/ 5 November 2010

President of realpolitik

President Jacob Zuma acted in the kind of dramatically decisive way we do not usually associate with him.

His Cabinet reshuffle offered what the opposition and the media asked our past presidents for: he got rid of ministers who, he wanted us to understand, were not performing.

That is something Nelson Mandela and Thabo Mbeki never did (when Mbeki dropped Pallo Jordan and Derek Hanekom from his Cabinet, he did it only when reforming his government after an election).

But the closest Zuma got to actually saying that the ministers he sacked weren’t performing was: “We reiterate that we need a national executive and public service that knows where our people live, who fully understand the needs of our people and what we are trying to do.”

Forget about those diplomatic evasions. Zuma acted in a manner that could create new enemies, but which was mostly calculated to manage old ones and win friends.

Zuma’s leadership
The last time the president came close to showing such clear leadership was when he took on Julius Malema and his youth league cohorts at the ANC’s September National General Council and warned them that he would not hesitate to act against their indiscipline. He won some plaudits for that.

Can we learn from these two rare moments what it takes for our president to stop pussyfooting around?

Government communicators would argue that he acts when he sees that service delivery is being compromised. It is an answer that calls for more questions.

How do we define the parameters of delivery success and failure? Which services matter more to him than others? It is fair to ask whether education (higher and basic), local government and public service administration represent areas of outstanding delivery.

What has improved in local government, you may ask? Why are we keeping Sicelo Shiceka?

In fact, local government service delivery continues to deteriorate while corruption has become endemic.

Local government elections
At this rate, support for the ruling party is likely to drop in local government elections next year. But because of the incredibly weak state of our opposition parties, the ANC is unlikely to surrender actual control of municipalities, except for some in the Western Cape.

Why has Zuma kept Public Service and Administration Minister Richard Baloyi, who blundered his way through sensitive salary negotiations with public sector unions?

Why is the former water and environmental affairs minister, Buyelwa Sonjica, more deserving of the axe, than for example, State Security Minister Siyabonga Cwele?

What puts Arts and Culture Minister Paul Mashatile ahead of other deputy ministers to deserve promotion to minister?
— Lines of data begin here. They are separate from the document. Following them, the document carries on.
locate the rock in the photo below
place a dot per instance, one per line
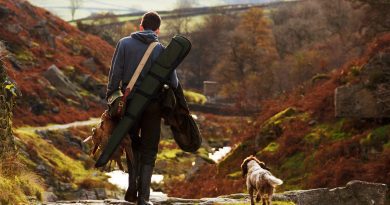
(354, 193)
(58, 80)
(64, 186)
(37, 107)
(17, 65)
(101, 193)
(356, 101)
(93, 86)
(87, 194)
(49, 197)
(313, 122)
(4, 11)
(55, 110)
(371, 97)
(41, 31)
(90, 64)
(13, 28)
(41, 168)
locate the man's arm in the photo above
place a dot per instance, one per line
(174, 79)
(116, 70)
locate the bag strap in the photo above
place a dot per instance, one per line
(140, 67)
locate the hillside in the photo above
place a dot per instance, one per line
(35, 40)
(302, 141)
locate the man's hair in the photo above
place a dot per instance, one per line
(151, 21)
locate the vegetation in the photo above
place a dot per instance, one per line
(194, 97)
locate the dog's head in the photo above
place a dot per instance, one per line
(244, 165)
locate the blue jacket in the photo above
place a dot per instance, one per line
(128, 53)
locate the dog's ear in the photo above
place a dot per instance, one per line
(262, 165)
(244, 167)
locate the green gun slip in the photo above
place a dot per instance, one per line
(159, 73)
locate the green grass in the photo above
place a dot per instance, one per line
(195, 97)
(379, 138)
(271, 147)
(64, 168)
(273, 203)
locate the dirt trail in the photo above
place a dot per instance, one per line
(54, 127)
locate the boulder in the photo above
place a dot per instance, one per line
(354, 193)
(13, 28)
(356, 101)
(49, 197)
(90, 64)
(4, 12)
(58, 80)
(371, 97)
(87, 194)
(41, 31)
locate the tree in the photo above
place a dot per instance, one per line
(7, 93)
(245, 69)
(181, 23)
(74, 6)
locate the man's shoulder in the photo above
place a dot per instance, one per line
(126, 40)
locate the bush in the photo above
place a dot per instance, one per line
(195, 97)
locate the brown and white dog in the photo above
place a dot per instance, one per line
(259, 179)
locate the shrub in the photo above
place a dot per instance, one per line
(195, 97)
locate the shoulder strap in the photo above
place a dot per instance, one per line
(140, 67)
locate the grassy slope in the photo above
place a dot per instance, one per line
(304, 144)
(33, 53)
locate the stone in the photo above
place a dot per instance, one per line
(41, 31)
(64, 186)
(90, 64)
(100, 193)
(87, 194)
(92, 85)
(356, 101)
(49, 197)
(62, 83)
(4, 12)
(371, 97)
(354, 193)
(55, 110)
(13, 28)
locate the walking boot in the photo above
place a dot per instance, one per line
(144, 182)
(133, 170)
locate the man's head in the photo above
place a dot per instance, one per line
(151, 21)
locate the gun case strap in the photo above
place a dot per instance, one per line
(140, 67)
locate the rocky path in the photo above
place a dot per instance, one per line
(92, 121)
(354, 193)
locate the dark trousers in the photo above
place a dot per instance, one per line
(145, 135)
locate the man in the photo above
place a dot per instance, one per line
(127, 56)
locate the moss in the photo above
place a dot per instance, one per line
(320, 77)
(276, 119)
(25, 56)
(273, 203)
(326, 132)
(235, 175)
(271, 147)
(294, 162)
(195, 97)
(64, 168)
(378, 138)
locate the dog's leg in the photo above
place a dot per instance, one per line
(258, 196)
(250, 190)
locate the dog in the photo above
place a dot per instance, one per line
(100, 136)
(259, 179)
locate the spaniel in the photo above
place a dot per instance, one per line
(259, 179)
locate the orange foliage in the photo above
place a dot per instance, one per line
(24, 17)
(334, 163)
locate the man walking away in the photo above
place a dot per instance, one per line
(128, 54)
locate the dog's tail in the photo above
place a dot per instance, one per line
(273, 180)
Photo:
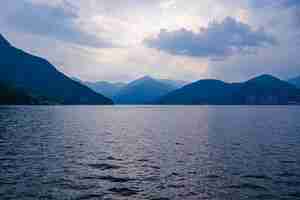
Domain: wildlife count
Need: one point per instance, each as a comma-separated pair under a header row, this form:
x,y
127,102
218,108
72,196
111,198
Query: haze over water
x,y
151,153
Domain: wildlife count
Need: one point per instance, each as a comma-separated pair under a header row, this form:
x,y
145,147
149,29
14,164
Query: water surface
x,y
152,153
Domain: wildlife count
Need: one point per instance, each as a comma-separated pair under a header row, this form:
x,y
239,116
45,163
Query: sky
x,y
121,40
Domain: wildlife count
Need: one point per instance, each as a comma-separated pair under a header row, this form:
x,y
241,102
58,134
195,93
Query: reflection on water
x,y
153,153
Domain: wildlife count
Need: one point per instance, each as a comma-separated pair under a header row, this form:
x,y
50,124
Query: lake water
x,y
152,153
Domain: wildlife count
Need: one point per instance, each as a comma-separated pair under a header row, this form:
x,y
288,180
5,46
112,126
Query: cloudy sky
x,y
120,40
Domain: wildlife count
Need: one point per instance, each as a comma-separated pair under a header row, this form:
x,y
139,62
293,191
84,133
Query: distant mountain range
x,y
27,79
262,90
145,90
36,77
295,81
103,87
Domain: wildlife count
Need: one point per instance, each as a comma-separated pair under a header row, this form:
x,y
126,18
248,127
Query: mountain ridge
x,y
38,76
261,90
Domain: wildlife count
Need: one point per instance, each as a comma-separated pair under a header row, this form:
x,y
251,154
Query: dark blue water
x,y
153,153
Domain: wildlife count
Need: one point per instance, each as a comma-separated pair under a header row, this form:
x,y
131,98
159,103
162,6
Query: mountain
x,y
145,90
262,90
38,77
12,96
106,88
295,81
175,83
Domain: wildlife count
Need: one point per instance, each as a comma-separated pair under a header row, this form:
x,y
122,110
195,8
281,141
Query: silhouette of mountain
x,y
295,81
145,90
9,95
262,90
106,88
38,77
175,83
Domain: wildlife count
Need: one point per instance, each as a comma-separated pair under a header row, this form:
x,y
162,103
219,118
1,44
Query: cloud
x,y
218,40
58,21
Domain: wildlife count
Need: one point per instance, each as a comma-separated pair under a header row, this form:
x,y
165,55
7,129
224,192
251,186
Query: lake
x,y
150,152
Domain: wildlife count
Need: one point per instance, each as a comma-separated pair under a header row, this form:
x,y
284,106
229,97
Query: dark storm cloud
x,y
218,40
52,21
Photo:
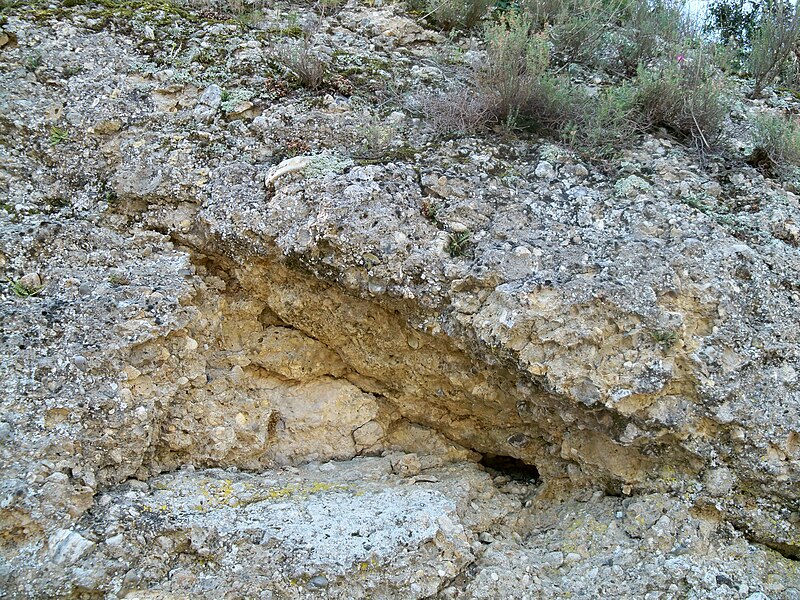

Ditto Social Development Minister Bathabile Dlamini?

The former sports and recreation minister, Makhenkesi Stofile, slept at his post for two terms and had to go.

Siphiwe Nyanda
The former communications minister, Siphiwe Nyanda, provided poor leadership in his department and the state bodies under his control. In his case, however, poor performance conveniently reinforced the political imperative behind his departure: he was simply too closely associated with people agitating against Zuma’s continued leadership of the ANC.

Nyanda’s ouster represents the one truly risky move in the reshuffle. The general’s strong intelligence and background in defence and politics leave him well equipped for a fight, and I suspect he is a man the spooks will watch closely in the run-up to the ANC’s 2012 conference.

The axing of Nyanda’s Cabinet adversary, former public enterprises minister Barbara Hogan, is a much safer move. Exactly a year ago, I wrote that the ANC must fire the minister or else she must resign: “Not because she is incompetent, but because she has lost the respect and confidence of many of her colleagues in government and in the ANC. She is clearly bereft of political clout and no longer in a position to enforce her own decisions.”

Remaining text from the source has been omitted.